À la mort de Robert Schumann survenue à Endenich en juillet 1856, Brahms écrit à Clara : 'Je ne sais pas ce que je dois vous dire. En ce moment je ne peux que pleurer avec vous. [...] Vous êtes si seule, si abandonnée.' Cette lettre témoigne de la solidarité profonde qui lia Brahms à la famille Schumann sa vie entière.
Lieux clés
Ville natale de Brahms, né le 7 mai 1833 dans le quartier populaire du Gängeviertel. C'est à Hambourg qu'il reçoit ses premières leçons de piano et donne ses premiers concerts publics, notamment dans les tavernes du port pour aider sa famille.
Ville où Brahms rencontre Robert et Clara Schumann en 1853, épisode fondateur de sa carrière. Il y retourne en 1854 pour soutenir Clara après l'internement de son mari, vivant dans la maison familiale et prenant en charge une partie de la vie musicale du foyer.
Ville de la principauté de Lippe où Brahms occupe un poste de chef de chœur et pianiste à la cour de 1857 à 1860. C'est là qu'il dirige ses premières œuvres orchestrales et affine son art de la direction.
Capitale musicale de l'Europe où Brahms s'installe définitivement en 1862 et passe l'essentiel de sa vie adulte. Il vit dans un appartement modeste au 4, Karlsgasse et fréquente assidûment les concerts, les cafés et les cercles musicaux de la ville.
Station thermale de la Forêt-Noire où Brahms séjourne régulièrement chaque été, à proximité de la villa de Clara Schumann à Lichtenthal.
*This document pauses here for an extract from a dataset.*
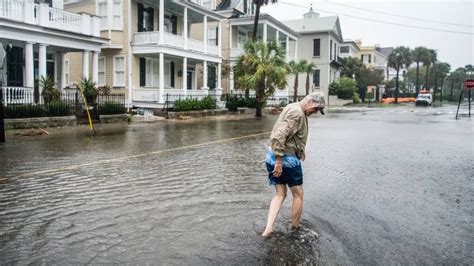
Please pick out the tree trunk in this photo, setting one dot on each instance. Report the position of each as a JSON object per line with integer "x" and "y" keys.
{"x": 417, "y": 89}
{"x": 295, "y": 89}
{"x": 396, "y": 87}
{"x": 255, "y": 23}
Plusieurs œuvres importantes y furent composées dans un cadre champêtre propice au travail.
Ville où le Requiem allemand est créé dans sa version quasi complète à la cathédrale le 10 avril 1868, sous la direction de Brahms lui-même. La soirée est un triomphe et marque le tournant décisif de la carrière internationale du compositeur.